Before lenders will grant a small business loan, they need to ensure that the loan will be repaid. Every loan is a risk but banks and brokers want to take as little risk as possible. They look for businesses that show promise and they award loans to businesspeople who have solid personal and business financials and are committed to the success of their businesses.
When deciding whether or not to issue you a loan, lenders may look at gross annual sales or revenues, checking account balances, profitability and the length of time you have been in business. If your business is relatively new, the lender may ask to see a business plan. Check out How Can You Increase Your Chances of Getting a Business Loan?
If you are just starting your business, include a business plan as part of your loan application. It should include monthly cash flow projections for the first 24 months (36 months for startups). Established businesses should show a schedule of current debts and loan balances, payment schedules, maturity and available collateral. Learn how to Clean Up Your Company’s Bad Credit Profile.
A lender will review your personal credit history and FICO score, especially if your company does not have a track record of producing revenue. Among the personal credit information that may be considered are:
- personal credit card debt
- personal loans
- liquid assets
- real estate holdings
- tax returns
- personal financial statements
Lenders will consider your personal spending habits, including how you use credit cards and handle installment debt. Lenders look askance at individuals with substantial personal debt, as they are less likely to withstand a reduction in income during slow times.
Lenders pay close attention to balance sheets. Any uncertainty or discrepancy of their contents will raise a red flag. They will also expect a business summary that describes in detail: the nature of your business; how the funds from the loan will be used; and available working capital, with descriptions of how it will be allocated.
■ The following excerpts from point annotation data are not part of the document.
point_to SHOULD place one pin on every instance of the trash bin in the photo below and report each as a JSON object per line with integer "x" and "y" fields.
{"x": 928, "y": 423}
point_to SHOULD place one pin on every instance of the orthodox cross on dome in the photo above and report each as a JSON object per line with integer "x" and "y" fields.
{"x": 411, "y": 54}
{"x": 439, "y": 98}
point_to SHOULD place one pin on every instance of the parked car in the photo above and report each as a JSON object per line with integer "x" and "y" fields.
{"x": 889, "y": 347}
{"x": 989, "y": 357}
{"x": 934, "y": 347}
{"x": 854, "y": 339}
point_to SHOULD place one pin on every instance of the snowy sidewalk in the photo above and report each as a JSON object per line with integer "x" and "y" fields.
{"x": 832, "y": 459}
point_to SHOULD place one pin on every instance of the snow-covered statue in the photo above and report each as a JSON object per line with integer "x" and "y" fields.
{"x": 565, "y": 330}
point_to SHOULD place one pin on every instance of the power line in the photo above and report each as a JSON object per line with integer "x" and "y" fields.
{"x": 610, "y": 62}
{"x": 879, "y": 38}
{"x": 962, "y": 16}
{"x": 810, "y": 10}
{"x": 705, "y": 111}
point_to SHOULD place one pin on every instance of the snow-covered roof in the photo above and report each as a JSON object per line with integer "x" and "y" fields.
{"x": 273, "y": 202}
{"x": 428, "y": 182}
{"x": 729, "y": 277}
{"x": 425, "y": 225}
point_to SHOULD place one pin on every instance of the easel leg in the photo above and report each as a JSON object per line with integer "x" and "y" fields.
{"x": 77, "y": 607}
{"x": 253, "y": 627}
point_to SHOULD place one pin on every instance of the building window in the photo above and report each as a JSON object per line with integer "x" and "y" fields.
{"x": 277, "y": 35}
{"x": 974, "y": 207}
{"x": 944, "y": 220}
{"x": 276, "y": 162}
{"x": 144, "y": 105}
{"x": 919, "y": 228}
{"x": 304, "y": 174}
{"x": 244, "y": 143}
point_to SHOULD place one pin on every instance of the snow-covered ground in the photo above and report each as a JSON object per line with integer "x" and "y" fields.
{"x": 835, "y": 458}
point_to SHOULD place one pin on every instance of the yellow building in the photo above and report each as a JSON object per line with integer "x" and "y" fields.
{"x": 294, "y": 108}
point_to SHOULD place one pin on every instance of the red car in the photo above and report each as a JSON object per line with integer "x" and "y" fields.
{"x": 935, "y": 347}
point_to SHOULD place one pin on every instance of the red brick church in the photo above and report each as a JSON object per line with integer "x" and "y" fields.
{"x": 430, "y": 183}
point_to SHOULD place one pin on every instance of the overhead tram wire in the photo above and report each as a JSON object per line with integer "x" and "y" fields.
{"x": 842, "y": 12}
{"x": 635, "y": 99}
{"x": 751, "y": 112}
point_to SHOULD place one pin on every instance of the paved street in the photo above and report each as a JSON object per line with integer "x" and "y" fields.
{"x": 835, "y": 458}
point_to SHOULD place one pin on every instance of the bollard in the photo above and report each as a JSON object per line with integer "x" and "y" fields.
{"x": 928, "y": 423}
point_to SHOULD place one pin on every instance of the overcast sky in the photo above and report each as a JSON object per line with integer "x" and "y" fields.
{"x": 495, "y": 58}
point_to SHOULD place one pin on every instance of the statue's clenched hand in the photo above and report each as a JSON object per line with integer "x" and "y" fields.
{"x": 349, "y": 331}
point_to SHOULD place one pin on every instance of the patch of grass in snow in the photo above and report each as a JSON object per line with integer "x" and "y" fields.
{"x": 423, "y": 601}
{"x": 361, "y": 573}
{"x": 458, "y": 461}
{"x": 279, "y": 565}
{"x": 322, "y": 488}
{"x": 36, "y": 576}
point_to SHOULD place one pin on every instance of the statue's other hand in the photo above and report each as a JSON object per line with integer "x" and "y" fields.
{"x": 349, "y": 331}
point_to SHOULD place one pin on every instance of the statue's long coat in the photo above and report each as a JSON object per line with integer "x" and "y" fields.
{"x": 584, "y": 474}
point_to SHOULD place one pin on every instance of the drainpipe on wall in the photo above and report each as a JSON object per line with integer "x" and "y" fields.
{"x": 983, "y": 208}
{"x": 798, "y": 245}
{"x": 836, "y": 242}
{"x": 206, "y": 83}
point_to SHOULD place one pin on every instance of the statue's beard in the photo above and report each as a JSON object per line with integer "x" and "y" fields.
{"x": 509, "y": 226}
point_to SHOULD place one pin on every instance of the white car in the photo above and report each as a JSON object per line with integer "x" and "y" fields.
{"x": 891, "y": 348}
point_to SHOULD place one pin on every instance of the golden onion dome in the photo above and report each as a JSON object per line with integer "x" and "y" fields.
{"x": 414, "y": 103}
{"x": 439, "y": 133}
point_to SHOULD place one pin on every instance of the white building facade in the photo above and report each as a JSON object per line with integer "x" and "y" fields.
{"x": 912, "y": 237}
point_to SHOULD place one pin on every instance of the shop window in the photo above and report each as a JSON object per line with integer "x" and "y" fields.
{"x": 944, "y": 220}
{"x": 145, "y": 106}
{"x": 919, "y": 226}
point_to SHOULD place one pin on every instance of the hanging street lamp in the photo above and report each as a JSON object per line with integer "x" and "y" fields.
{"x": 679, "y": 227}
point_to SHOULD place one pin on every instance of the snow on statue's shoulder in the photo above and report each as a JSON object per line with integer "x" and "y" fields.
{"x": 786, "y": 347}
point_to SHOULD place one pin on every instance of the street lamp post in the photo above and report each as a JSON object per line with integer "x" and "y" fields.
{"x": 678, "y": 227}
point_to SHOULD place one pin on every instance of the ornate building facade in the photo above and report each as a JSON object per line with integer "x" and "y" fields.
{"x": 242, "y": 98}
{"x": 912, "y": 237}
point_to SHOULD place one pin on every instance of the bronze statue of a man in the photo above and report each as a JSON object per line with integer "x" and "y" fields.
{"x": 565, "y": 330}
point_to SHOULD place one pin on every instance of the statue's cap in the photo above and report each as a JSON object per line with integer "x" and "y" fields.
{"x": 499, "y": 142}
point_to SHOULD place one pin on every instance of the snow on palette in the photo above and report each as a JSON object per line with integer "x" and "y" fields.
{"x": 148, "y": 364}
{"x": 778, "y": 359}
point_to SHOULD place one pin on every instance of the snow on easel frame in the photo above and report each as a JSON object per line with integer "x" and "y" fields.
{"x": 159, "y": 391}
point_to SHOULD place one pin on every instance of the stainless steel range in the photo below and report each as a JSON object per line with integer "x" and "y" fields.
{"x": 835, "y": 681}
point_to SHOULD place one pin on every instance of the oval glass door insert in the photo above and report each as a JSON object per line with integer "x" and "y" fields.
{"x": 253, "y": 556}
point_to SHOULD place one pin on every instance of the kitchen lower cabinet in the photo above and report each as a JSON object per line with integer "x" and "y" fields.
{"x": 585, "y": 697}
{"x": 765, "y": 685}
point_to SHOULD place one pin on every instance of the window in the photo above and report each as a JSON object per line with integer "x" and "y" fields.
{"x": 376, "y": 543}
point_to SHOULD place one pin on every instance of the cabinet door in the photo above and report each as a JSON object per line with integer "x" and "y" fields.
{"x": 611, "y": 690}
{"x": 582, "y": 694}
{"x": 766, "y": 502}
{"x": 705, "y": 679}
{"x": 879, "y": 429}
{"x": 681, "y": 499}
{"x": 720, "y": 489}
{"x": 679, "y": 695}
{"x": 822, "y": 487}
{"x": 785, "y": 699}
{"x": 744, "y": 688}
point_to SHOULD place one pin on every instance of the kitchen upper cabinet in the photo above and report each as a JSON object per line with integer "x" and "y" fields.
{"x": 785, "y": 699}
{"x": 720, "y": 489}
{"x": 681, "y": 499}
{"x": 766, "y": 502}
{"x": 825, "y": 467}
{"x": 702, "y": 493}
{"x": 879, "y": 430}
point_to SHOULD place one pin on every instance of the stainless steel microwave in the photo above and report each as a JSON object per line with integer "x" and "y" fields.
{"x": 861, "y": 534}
It should also describe how you plan to differentiate your business from competitors.
While being prepared and organized can save time and possibly help your loan get approved, too much information may be more of a hindrance than a help. There is some information that lenders may want to see later on in the process, such as proof of insurance for collateralized items or lease documents. Have this information ready to submit if your lender requests it but don’t include it as part of your initial application. Overwhelming your loan officer with too much information may actually slow down the process.